BLBG:West Texas Oil Falls After Prices Fail to Breach Technical Limit
West Texas Intermediate fell after its biggest advance in two weeks, with prices failing to breach a technical indicator amid a decline in U.S. stockpiles.
Futures dropped as much as 0.5 percent in New York after rising 0.9 percent yesterday. Crude is declining as prices couldn’t surmount technical resistance along the middle Bollinger Band, near $94.10 a barrel, according to data compiled by Bloomberg. U.S. oil inventories fell by 1.3 million barrels last week, the first drop in two months, an Energy Department report showed. Supplies were forecast to climb 2 million barrels in a Bloomberg News survey.
“WTI is trading in a narrow range, but I think the upside is limited,” said Ken Hasegawa, an energy trading manager at Newedge Group in Tokyo. West Texas oil has traded between about $94 a barrel and near to $90 for the past 30 days.
WTI for May delivery fell as much as 43 cents to $93.07 a barrel in electronic trading on the New York Mercantile Exchange. It was at $93.13 at 3:42 p.m. Singapore time.

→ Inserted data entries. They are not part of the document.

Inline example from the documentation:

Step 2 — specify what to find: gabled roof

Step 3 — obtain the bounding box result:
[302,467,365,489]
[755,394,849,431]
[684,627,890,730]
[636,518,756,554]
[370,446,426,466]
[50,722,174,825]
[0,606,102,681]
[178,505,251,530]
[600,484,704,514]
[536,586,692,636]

The volume of all futures traded was 58 percent below the 100-day average. The April contract, which expired yesterday, closed 80 cents higher at $92.96.
Brent for May settlement on the London-based ICE Futures Europe exchange slid 15 cents to $108.57 a barrel. The volume of all futures traded was 78 percent below the 100-day average. The European benchmark grade was at a premium of $15.44 to WTI. The gap was $14.93 on March 19, the narrowest since July.
Bollinger Indicator
Front-month WTI futures have traded near the middle Bollinger indicator for the past four days without settling above it, according to Bloomberg data. Sell orders tend to be clustered close to chart-resistance levels.
Crude stockpiles at Cushing, Oklahoma, the biggest U.S. storage hub and the delivery point for WTI contracts, shrank by 286,000 barrels last week to 49 million, according to the Energy Department report. It was a second weekly decrease and the lowest level since the week ended Dec. 14. Total oil inventories were 383 million, 12 percent higher than the five-year average.
The data for total supplies may have been distorted by the West Coast, which registered the largest decline at 2.75 million barrels. The inventory change in the area is sometimes disregarded by traders because the region’s distribution system is isolated from the rest of the U.S., Tariq Zahir, a New York- based commodity fund manager at Tyche Capital Advisors, said yesterday. Excluding the West Coast, total U.S. stockpiles rose by 1.44 million barrels.
Gasoline Inventories
U.S. gasoline inventories slid by 1.5 million barrels last week, the government report showed. They were forecast to fall by 2 million, according to the median estimate of 11 analysts surveyed by Bloomberg. Distillate-fuel supplies, including heating oil and diesel, decreased by 672,000 barrels, compared with a projected fall of 1 million in the survey.
Tensions over Iran’s nuclear ambitions appear to be easing. Talks last month over the uranium-enrichment program that led to sanctions on the country’s oil exports marked a “turning point,” said Mohammad Khazaee, the Islamic Republic’s ambassador to the United Nations.
World powers meeting in Almaty, Kazakhstan, last month seemed “more realistic” about Iran’s position that it has a right to enrich uranium for peaceful use, Khazaee said in an interview March 18 at Bloomberg’s headquarters in New York. The U.S., the U.K., France, Germany, China and Russia proposed the easing of sanctions on Iran’s petrochemicals and gold trade in exchange for it ceasing production of medium-enriched uranium, according to officials involved in the talks.